When it comes to questions of life, death, or lotto, what would you consider reasonable odds?
Countless numbers continue buying Powerball tickets despite the chances of a jackpot being vanishingly slim, but how do we make sense of ultra-low probabilities in the context of health?
These may not be typical questions encountered in the dental surgery, but as detection and treatment of disease grow ever more sophisticated, conceptualising and explaining the long shot will be essential, explain Hana Berhane, Estie Kruger and Marc Tennant in the latest installment of #TalkingTeeth.
Hana Berhane, Estie Kruger and Marc Tennant write:
Humans are not good at calculating the probability of events of ultra-low prevalence. It is not something we face regularly, and thus is not something we have practiced. For example, what is the probability of being killed by lightning? What is the chance of a coconut falling from a tree and killing someone? These are not things we think about so often.
But, in modern times with massive improvements in health, we are down to these sorts of probabilistic levels of calculation for many conditions that can have substantial public impact. Today, humans are required to make these sorts of calculations as they go about their daily lives, to weigh up their personal odds.

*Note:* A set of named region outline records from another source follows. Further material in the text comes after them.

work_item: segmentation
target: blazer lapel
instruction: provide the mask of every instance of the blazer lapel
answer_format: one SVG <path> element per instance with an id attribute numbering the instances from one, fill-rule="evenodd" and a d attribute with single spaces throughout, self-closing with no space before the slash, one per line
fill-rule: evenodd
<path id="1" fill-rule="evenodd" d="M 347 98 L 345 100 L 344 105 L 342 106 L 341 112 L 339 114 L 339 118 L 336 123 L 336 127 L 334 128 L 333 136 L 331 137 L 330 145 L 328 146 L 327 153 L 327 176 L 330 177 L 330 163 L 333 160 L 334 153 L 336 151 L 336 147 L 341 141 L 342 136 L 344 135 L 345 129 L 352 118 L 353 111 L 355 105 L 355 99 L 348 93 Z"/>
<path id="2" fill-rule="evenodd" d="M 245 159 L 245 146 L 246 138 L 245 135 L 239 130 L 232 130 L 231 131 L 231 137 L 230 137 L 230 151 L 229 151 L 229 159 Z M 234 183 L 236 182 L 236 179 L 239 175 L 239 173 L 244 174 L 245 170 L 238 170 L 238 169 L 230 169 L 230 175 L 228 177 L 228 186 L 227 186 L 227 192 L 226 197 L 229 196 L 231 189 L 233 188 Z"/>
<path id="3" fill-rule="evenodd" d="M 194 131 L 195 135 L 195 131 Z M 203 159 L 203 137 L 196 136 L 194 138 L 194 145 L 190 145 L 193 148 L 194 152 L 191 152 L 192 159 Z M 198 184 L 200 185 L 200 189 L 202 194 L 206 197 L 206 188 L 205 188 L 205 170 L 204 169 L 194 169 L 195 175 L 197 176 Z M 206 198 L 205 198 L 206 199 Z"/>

For example, is it safer for me to drive to work or to catch the train? What is the risk of me dying of polio? What is the risk of a severe consequence from vaccinating my kids? What are the chances of me winning the lotto tonight? These are all significant daily scenarios we face with ultra-low probabilities. Every action we contemplate is guided by a risk-benefit calculation, and the level of “comfort” we are willing to accept varies greatly between individuals and situations.
Let’s take the scenario of speeding to the airport, for example. Many worry greatly of the possibility that a flight they are on may crash, when in reality, the risk of aviation accidents in modern air travel is measured in the order of tens of millions. Contrast this with the probability of a speed-related traffic accident — one in 200,000 (depending on how you calculate it) — which is many, many times higher. Yet the vast majority of people tend to underestimate the latter and overestimate the former.

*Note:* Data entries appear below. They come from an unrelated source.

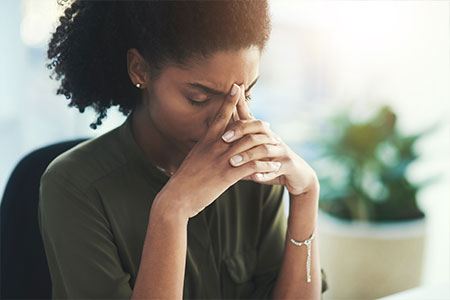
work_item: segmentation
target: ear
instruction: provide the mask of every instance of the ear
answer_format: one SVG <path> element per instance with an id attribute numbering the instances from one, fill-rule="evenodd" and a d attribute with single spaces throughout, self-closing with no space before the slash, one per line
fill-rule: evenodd
<path id="1" fill-rule="evenodd" d="M 148 85 L 148 64 L 135 48 L 127 51 L 127 70 L 133 85 L 140 83 L 144 88 Z"/>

More specifically, in health, we have seen some conditions plummet in terms of both morbidity and mortality. Prostate cancer is one complex example. In the USA, this is the most common malignancy in males (after skin cancer), with more and 150,000 diagnoses annually. However, 92% of cases are localised and have a death rate of 0% at 5 years and just 2% at 10 years. In gross terms, then, males in the USA have a 1/1000 chance each year of being diagnosed with prostate cancer, and for every 100 such cases, 98 will live beyond a decade. We are now getting to ultra-low probabilities that are hard to fathom.
Another such condition that strikes fear into the heart of any parent is childhood leukaemia. During the 1980s this was the most fatal cancer in children under the age of 15 years in the United States, but a look beyond the headlines tells us more. Around 4 in 100,000 kids will be diagnosed with leukaemia (compared with 20 in 100,000 for all cancers in children), but thanks to modern care 3 out of these 4 will survive, even thrive. In real terms, the risk of dying in childhood from leukaemia is now at the same level as being attacked by a shark while surfing in Australia, and is trending lower still.
Such ultra-low probabilities can prove difficult to comprehend and weigh in decision-making.
When the odds are forensic
What can we do to help us better understand and contrast such long-shot scenarios? At low probability (measured in the thousands), diagrammatic representations are commonly used to convey risk to patients. But as we move to ultra-low risk we need other ways of communicating these levels of chance, and of gauging a “comfort” threshold for risk-benefit calculations.
This year our team looked at the problem of forensic dental identification, and the issue of ultra-low risk probabilities came to the fore. We asked people to consider the following question:
“If you have a piece of a jaw as the only part of your daughter’s/son’s mortal remains, what odds would your family expect that this was (or was not) your loved one?”
It was interesting to hear people’s views. But, what is the answer? Probabilities of 1 in 10, or 1 in 100 were considered crazy and dismissed out of hand. At 1 in 1,000 some were happy, but many were not, and — interestingly — many people remained unhappy at 1 in 10,000. What people accept as a reasonable level of ultra-low probability in such a scenario differs vastly, and are likely to be influenced by both social and cultural norms as well as the specifics of the question.
As health practitioners, it is vital that we appreciate how patients view such ultra-low probabilistic events and develop tools to help them understand the relative risks and consequences. This issue will only become more prominent as we progress to more effective systems of prevention and treatment.
Research scholar Hana Berhane and Professors Estie Kruger and Marc Tennant are from the International Research Collaborative Oral Health and Equity, School of Human Sciences, The University of Western Australia.